A intentona golpista na Bolívia recoloca um conjunto de questões para as forças progressistas, populares e de esquerda da América Latina refletirem. Primeiramente, cabe pensar como as organizações populares e sindicais podem atuar para, por um lado, garantir a institucionalidade  contra tentativas de golpes de Estado, em um contexto de forte tensionamento externo e interno e, ao mesmo, construir possibilidades de alargamento da democracia formal. Dessa reflexão, desdobra-se outra mais complexa: como mediar o apoio a governos de base popular e progressistas, em um contexto de crescimento das forças de extrema-direita, com a ação autônoma e reivindicativa das entidades e organizações da classe trabalhadora? 

A greve dos servidores públicos federais da educação, no Brasil, recentemente encerrada, foi fortemente marcada pela tergiversação de lideranças governistas que atuaram muito mais em defesa do governo do que em favor dos interesses das respectivas categorias. Exemplo sintomático disso foi o Proifes. Dentre os argumentos contrários à deflagração e à manutenção da greve estava a blindagem do governo Lula, mesmo este tendo atendido diversas pautas dos setores golpistas, como reajuste salarial, ampliação de concessões de rádio e TV, o código das PMs, por exemplo.

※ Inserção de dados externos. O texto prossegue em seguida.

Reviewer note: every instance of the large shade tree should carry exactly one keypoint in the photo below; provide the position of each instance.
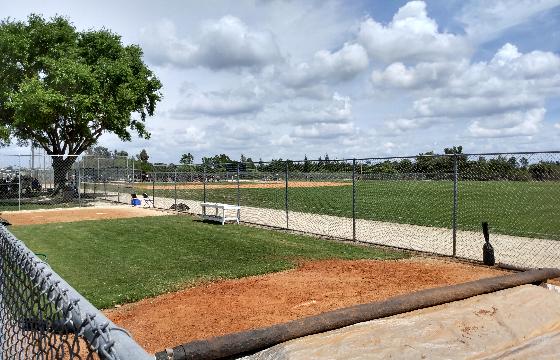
(61, 89)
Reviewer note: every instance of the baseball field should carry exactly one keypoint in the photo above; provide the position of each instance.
(166, 277)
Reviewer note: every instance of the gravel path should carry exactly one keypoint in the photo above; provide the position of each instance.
(512, 250)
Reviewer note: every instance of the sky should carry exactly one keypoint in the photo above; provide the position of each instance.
(287, 79)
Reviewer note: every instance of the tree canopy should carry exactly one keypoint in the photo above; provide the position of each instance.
(61, 88)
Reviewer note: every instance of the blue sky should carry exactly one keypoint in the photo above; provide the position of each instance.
(284, 79)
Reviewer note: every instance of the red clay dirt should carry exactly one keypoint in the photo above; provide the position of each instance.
(315, 287)
(29, 217)
(252, 185)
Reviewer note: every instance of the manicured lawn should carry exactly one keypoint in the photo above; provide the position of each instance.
(124, 260)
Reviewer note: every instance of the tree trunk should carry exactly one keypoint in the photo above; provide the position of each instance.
(61, 169)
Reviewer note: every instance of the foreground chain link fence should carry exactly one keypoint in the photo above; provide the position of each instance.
(430, 203)
(42, 317)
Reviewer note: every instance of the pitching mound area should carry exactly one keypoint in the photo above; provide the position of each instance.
(29, 217)
(222, 307)
(233, 185)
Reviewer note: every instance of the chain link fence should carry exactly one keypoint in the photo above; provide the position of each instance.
(429, 203)
(42, 317)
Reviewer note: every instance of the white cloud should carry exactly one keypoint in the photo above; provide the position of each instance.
(410, 36)
(222, 44)
(485, 20)
(510, 81)
(402, 125)
(422, 75)
(338, 110)
(510, 124)
(341, 65)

Situação que nos leva a um segundo problema: a relação entre os interesses do capital internacional e as disputas políticas internas protagonizadas pelos setores dominantes e o papel dos movimentos populares e sindical na construção da contra-hegemonia.

Por fim, se há um elemento primordial na reconfiguração dos golpes na América Latina, ele está diretamente vinculado, por uma lado, ao fracasso dos governos progressistas em promover reformas políticas e econômicas estruturais e, por outro, à falta de uma perspectiva de superação das contradições da sociedade capitalista por parte dos setores que se autoproclamam de esquerda. Agitar as bandeiras vermelhas e desfilar camisetas com frases críticas e revolucionárias pode até manifestar descontentamento com a situação social e política e expressar o desejo de mudança, mas em nada contribuem se desvinculadas de ações concretas. Da mesma forma, assumir uma postura correta sobre a política internacional, tal qual Lula tem feito, mas omitir-se das disputas em território nacional, beira ao oportunismo e pode, inclusive, representar fraqueza do governo, que até aqui tem sido pautado pelas forças golpistas e da extrema-direita. Se o movimento sindical hegemônico continuar atuando como para-choque da luta de classes, o único efeito prático parece ser o fortalecimento das forças de direita e da extrema-direita, justamente o contrário do que pretendem.